春の味覚を楽しみたい

ベランダで栽培可能? 山菜の魅力

2015.03.05 THU


採れたての山菜22品が食べられる三頭山荘の名物料理。2730円 画像提供:三頭山荘
菜の花、ハマグリ、ホタルイカ…などなど「春の味覚」といえばいろいろありますが、実は最近、「山菜」の人気が秘かに上昇中だとか。比較的地味な食材のためピンとこない人も多いかもしれませんが、居酒屋のメニューなどで目にする機会、けっこうありますよね。でも、特徴が分からないままノリでなんとなく注文することも多く、盛り合わせなんて特に自分が食べている山菜が何なのか、よくわかっていなかったり…。そこで東京の西多摩郡檜原村で山菜料理を出している老舗旅館「三頭山荘」店主・岡部勇三さんに、これからの時期に美味しい山菜を教えていただきました。

「山菜はどれも香りが豊かで、個性的な味、風味を持っていることが多いです。この時期からお店でも味わえるのは『ふきのとう』。個性的な香りと独特の苦みが特徴です。そして4月中旬から5月初旬にかけて登場する『タラの芽』は脂分やたんぱく質が多く、油っぽい味わいが人気です。5月の初旬以降は苦みの少なく、歯ごたえがいい『ワラビ』や、山菜にしては珍しく甘みがある『うるい』が多く出回りますよ」

なるほど3~5月は次々に山菜グルメを味わうチャンスのよう。しかも最近では、ネットで苗を注文し、「自宅で山菜栽培」を楽しむ人も増えてきているようで…。
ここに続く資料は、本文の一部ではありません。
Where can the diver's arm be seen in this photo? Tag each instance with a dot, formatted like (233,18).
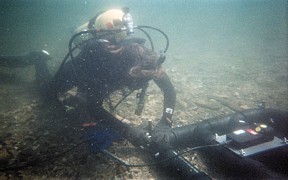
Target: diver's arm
(166,86)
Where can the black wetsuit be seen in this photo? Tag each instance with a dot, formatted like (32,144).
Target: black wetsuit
(98,71)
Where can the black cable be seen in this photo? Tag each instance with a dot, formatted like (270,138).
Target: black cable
(120,161)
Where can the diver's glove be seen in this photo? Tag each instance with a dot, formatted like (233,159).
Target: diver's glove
(163,135)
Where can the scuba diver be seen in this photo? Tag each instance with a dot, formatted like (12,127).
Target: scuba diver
(108,59)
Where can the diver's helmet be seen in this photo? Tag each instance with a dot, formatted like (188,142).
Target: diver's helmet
(104,23)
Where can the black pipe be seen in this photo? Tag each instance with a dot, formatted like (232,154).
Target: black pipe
(177,167)
(169,160)
(277,119)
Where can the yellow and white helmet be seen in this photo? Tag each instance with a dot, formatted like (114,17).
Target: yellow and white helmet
(108,20)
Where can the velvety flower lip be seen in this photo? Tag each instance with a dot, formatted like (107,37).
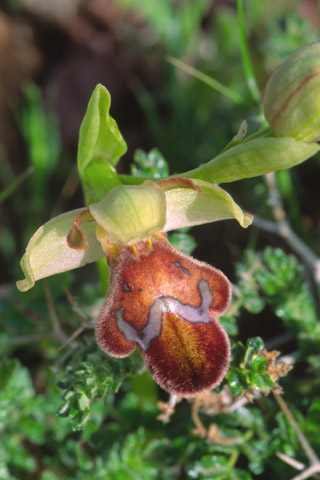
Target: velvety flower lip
(167,305)
(172,204)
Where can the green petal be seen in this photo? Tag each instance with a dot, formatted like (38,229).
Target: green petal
(186,207)
(48,253)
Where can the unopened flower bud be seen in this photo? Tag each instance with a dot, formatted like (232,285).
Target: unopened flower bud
(292,96)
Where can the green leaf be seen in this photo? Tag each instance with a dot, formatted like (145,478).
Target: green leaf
(100,147)
(254,158)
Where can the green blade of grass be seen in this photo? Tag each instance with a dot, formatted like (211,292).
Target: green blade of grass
(246,60)
(211,82)
(15,184)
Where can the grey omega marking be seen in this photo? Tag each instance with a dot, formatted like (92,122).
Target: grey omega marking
(184,269)
(160,306)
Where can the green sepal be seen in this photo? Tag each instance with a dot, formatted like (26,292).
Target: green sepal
(100,147)
(187,207)
(254,158)
(48,252)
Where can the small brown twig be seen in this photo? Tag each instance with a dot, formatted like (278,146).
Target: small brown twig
(57,330)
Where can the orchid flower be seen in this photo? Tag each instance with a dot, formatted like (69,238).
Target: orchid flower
(159,300)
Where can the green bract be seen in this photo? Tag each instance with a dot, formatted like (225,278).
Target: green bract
(292,96)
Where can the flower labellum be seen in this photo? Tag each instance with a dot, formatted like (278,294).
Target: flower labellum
(168,305)
(161,301)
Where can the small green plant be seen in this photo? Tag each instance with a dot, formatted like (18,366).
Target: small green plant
(173,321)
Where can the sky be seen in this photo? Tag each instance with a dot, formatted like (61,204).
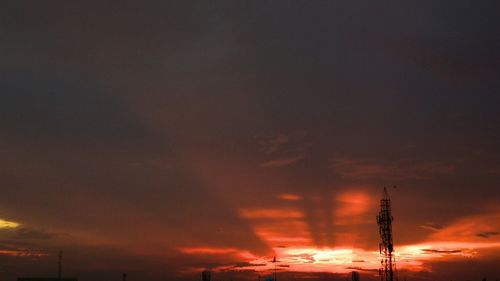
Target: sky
(163,138)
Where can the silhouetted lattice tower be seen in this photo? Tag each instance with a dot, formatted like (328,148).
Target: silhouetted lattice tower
(384,219)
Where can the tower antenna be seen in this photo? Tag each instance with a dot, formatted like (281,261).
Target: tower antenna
(59,263)
(384,220)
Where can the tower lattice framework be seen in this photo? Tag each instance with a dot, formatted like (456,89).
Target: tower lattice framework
(387,269)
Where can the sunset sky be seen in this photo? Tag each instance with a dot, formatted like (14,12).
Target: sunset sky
(162,138)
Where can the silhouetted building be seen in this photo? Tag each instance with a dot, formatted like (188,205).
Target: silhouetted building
(47,279)
(355,276)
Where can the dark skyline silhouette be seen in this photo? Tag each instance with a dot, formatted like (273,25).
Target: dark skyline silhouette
(169,137)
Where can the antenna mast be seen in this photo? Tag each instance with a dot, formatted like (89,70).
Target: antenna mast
(384,221)
(59,263)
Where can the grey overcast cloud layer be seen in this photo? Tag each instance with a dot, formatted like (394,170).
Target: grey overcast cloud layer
(134,132)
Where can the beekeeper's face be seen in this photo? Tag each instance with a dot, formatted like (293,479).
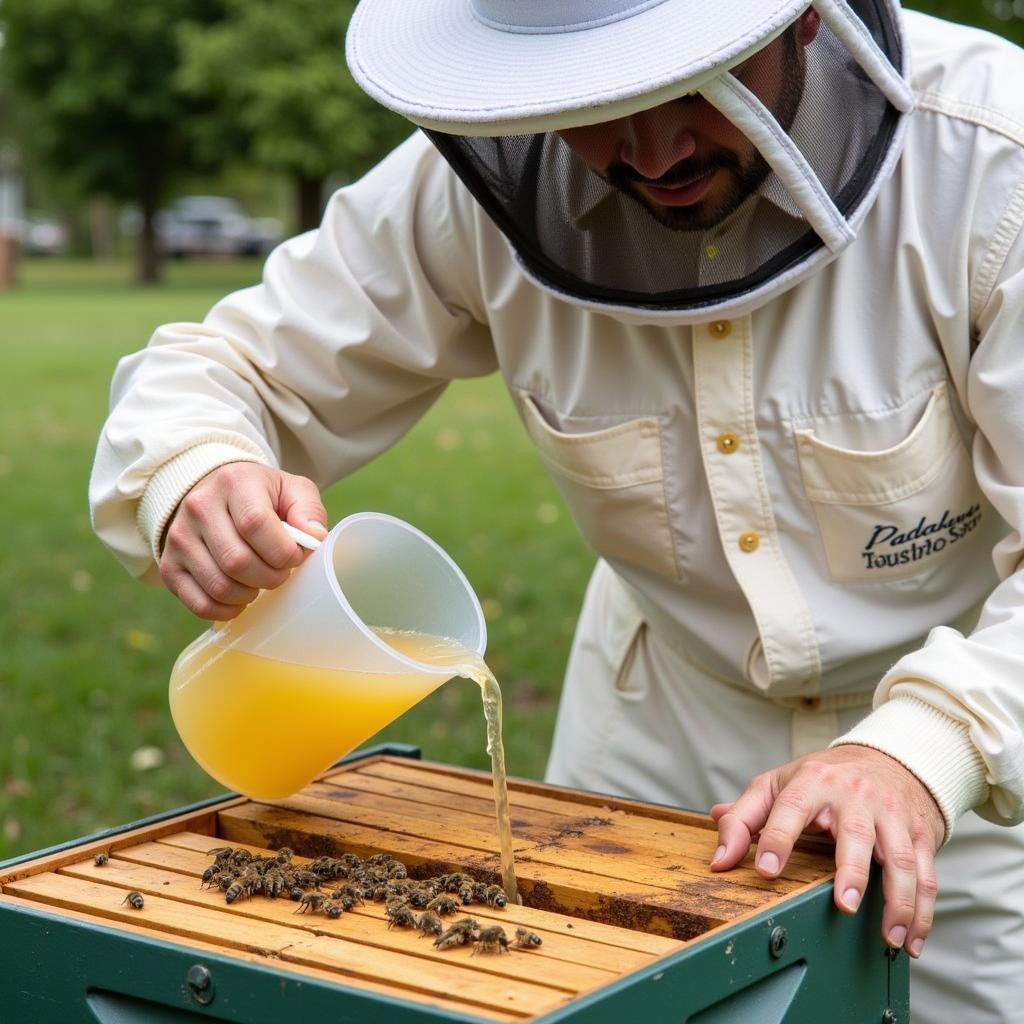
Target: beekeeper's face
(684,161)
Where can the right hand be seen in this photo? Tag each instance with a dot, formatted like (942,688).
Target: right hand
(224,542)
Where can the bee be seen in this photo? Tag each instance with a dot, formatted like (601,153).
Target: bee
(332,909)
(526,940)
(134,900)
(492,940)
(443,904)
(310,901)
(400,913)
(429,924)
(460,933)
(239,889)
(495,896)
(419,897)
(348,896)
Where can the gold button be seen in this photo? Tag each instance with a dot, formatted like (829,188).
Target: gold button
(727,442)
(749,542)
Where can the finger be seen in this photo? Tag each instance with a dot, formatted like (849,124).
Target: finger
(924,911)
(741,821)
(796,806)
(299,504)
(184,588)
(219,587)
(854,850)
(899,880)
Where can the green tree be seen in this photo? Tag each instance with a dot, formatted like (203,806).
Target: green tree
(97,82)
(276,71)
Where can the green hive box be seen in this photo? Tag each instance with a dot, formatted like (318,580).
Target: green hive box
(634,926)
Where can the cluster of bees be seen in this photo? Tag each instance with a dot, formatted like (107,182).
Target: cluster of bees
(241,875)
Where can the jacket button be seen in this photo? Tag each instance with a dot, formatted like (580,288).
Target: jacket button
(727,442)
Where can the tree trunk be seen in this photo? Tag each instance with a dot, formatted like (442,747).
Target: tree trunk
(309,205)
(151,187)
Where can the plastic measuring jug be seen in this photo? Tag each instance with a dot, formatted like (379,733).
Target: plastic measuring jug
(310,670)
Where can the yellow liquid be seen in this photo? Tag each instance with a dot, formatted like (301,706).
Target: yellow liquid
(266,728)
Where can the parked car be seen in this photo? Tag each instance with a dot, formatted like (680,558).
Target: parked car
(213,225)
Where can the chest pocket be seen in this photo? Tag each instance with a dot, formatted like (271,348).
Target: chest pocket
(897,512)
(612,481)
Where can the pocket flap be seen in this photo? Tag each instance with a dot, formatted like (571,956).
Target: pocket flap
(842,476)
(623,456)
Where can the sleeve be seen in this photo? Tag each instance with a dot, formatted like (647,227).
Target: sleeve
(351,336)
(952,712)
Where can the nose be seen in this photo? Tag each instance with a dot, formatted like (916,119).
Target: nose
(657,139)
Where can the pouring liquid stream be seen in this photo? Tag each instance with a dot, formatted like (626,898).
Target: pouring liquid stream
(266,727)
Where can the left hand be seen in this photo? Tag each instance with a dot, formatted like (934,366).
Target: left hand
(871,805)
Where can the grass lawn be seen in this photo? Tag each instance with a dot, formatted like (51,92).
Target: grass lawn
(86,740)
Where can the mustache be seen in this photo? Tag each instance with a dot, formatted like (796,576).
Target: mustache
(622,175)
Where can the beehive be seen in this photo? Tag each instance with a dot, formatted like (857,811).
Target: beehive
(632,921)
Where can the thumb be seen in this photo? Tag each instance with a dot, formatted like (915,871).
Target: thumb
(300,505)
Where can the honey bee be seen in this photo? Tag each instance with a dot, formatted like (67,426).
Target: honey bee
(134,900)
(443,904)
(526,940)
(242,887)
(348,896)
(310,901)
(460,933)
(400,913)
(495,896)
(332,909)
(429,924)
(492,940)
「私のお店では『うるい』や、山で自然に育ったものに比べて苦みやクセが少なく育つ『行者にんにく』などの苗を買っていかれる人が多いです」

とは、山菜の苗を扱う紫葉園の代表・紫葉末吉さん。

「これらの2種は朝日の軽く当たる半日陰に置き、1日1回水をやればプランターでも栽培でき、比較的簡単に育つため、初心者にはオススメの種類ですよ。他にも、知名度の高い山菜である『コゴミ』や『畑ワサビ』も最初に購入する山菜の苗としてもオススメでしょう。どちらもプランターで半日陰に置き、水を多めに与えればよく育ちますよ。『コゴミ』はくるくると丸まった葉先を天ぷらにしたり、『畑ワサビ』は春には葉とつぼみをおひたしにして食べるといいでしょう」

この季節は山菜料理を食べに出かけるもよし、自ら育てて味わうもよし。旬の味覚を堪能してみては?